I don’t know what next year will be like,
but this is the winter, we lived like this,

hovelled away, scraping out peace in slivers
under our nails. We are searching for something.
Something like a definition.
A book. A chess piece. A nap on the worn green couch. A language.
You turn down the classical station
because you hate Vivaldi.
I haven’t been to work in days, nursing a sore throat
made worse because I wouldn’t stop drinking.

This won’t last.
Things are either going to get much much better
or much much worse. You told me that in bar yesterday.
We are on the coin’s edge, wobbling before it falls.
But for now this is the way we live.

There is a harsh wind coming up from the estuary
It whistles past the window and I’m glad I’m here.
With my glasses off, you are just a blur on the couch.
I squint at the clock and wish it was earlier.
This night isn’t going to last
much like this way of living isn’t going to last.

Eventually it will change.
You will find something, or else, I will.

But goddamn,
just this once,
I wish it would.


Landing

Something is wrong, he says.
Something is wrong.

He goes to take off his seatbelt.
Stop, I tell him my hand on his. Everything is fine.
It’s just dark out.

The plane starts to shake.
Something is wrong, he says
and I see in his eyes that he believes it.
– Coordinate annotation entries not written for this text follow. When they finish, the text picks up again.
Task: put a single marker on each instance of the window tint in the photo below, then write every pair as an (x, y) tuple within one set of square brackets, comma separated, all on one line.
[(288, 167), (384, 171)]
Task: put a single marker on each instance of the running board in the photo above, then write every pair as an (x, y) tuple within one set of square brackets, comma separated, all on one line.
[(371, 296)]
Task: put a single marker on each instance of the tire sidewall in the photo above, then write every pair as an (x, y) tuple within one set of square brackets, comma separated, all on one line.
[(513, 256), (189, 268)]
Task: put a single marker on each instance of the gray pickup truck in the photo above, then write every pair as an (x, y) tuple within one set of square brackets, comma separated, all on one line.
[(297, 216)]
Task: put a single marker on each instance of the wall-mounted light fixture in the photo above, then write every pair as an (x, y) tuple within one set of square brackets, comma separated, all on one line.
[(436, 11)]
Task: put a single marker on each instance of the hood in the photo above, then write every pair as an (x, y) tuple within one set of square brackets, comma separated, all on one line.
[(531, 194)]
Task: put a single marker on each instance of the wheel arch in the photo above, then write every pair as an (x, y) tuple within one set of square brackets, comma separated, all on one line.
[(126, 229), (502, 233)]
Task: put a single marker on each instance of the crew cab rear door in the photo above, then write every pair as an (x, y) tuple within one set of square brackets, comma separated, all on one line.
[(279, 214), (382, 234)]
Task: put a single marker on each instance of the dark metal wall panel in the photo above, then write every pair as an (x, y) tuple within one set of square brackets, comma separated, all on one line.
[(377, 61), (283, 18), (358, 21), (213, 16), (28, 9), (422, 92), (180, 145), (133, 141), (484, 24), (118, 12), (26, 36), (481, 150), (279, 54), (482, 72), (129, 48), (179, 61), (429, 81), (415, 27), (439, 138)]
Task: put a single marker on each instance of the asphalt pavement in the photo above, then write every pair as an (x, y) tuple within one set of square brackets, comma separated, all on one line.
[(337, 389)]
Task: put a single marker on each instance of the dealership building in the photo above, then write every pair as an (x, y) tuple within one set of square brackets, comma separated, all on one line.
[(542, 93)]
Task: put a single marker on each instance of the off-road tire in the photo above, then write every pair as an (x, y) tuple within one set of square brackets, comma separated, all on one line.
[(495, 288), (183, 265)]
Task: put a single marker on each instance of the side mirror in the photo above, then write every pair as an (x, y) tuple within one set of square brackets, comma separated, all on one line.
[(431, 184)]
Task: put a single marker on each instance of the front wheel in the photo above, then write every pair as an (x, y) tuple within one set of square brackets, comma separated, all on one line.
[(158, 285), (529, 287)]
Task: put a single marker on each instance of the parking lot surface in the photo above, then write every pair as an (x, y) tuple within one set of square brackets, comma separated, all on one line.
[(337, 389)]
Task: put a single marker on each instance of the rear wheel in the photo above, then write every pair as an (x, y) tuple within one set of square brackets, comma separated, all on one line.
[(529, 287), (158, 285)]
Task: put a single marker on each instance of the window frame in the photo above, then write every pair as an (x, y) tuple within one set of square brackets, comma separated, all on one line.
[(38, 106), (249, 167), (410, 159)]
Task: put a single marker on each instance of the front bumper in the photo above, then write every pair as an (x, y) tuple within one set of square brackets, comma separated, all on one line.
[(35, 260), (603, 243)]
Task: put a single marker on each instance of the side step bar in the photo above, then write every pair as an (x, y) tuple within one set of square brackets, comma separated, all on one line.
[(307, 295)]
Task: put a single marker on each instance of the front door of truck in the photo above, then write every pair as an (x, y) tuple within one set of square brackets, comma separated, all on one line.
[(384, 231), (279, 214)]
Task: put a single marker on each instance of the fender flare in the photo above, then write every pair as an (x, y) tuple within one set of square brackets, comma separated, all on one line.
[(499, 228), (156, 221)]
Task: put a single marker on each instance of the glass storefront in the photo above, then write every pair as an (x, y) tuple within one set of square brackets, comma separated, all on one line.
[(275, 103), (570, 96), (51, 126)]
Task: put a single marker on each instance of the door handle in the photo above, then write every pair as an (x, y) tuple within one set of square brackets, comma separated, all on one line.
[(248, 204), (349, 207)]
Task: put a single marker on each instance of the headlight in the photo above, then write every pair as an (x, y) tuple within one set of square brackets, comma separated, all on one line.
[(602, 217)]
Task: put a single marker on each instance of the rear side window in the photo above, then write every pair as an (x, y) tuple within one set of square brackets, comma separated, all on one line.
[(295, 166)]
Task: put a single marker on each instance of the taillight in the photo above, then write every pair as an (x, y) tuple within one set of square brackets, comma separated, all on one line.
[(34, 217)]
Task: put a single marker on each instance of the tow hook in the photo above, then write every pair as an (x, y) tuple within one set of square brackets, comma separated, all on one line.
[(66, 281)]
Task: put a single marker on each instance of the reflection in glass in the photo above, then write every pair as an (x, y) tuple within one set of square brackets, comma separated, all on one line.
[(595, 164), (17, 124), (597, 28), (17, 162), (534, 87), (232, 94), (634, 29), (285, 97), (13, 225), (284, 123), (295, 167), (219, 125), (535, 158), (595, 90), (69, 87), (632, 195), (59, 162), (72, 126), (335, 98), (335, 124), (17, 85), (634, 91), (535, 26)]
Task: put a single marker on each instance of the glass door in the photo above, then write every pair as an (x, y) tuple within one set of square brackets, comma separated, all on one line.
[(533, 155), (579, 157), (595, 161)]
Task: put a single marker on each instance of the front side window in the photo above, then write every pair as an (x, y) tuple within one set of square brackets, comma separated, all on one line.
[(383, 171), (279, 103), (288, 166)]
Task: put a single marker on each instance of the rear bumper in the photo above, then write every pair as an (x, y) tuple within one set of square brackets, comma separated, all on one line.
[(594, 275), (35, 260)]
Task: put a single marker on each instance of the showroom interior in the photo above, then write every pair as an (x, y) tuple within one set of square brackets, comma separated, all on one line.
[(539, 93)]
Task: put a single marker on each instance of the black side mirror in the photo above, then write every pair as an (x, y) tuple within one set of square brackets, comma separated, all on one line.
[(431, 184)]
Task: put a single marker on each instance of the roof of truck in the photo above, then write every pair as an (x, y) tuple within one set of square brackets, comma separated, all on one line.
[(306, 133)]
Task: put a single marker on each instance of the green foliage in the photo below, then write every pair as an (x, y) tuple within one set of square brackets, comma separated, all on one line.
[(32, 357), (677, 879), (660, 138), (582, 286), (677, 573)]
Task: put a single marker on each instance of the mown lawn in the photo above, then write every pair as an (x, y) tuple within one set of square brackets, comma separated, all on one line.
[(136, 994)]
This is me, I think watching him. This is what I do.
This is what I usually say.
This is me and this time, I am him.

Later on the ground, waiting for the car,
he apologized.
I don’t know what happened, he said.
There was just so much water
and it took so long to land.

He is embarrassed.
It’s okay, I tell him.
Softer than I said it on the plane,
when I nearly shouted it.
As if shouting it would make it true.
It’s okay.

I don’t know what happened, he says again,
his fingers going through his long hair.
I watch him shift his weight and look down the road.
I don’t know, he says again, not even to me.
But I do.
I know exactly what happened.

It was this life ending,
without fanfare. Without celebration.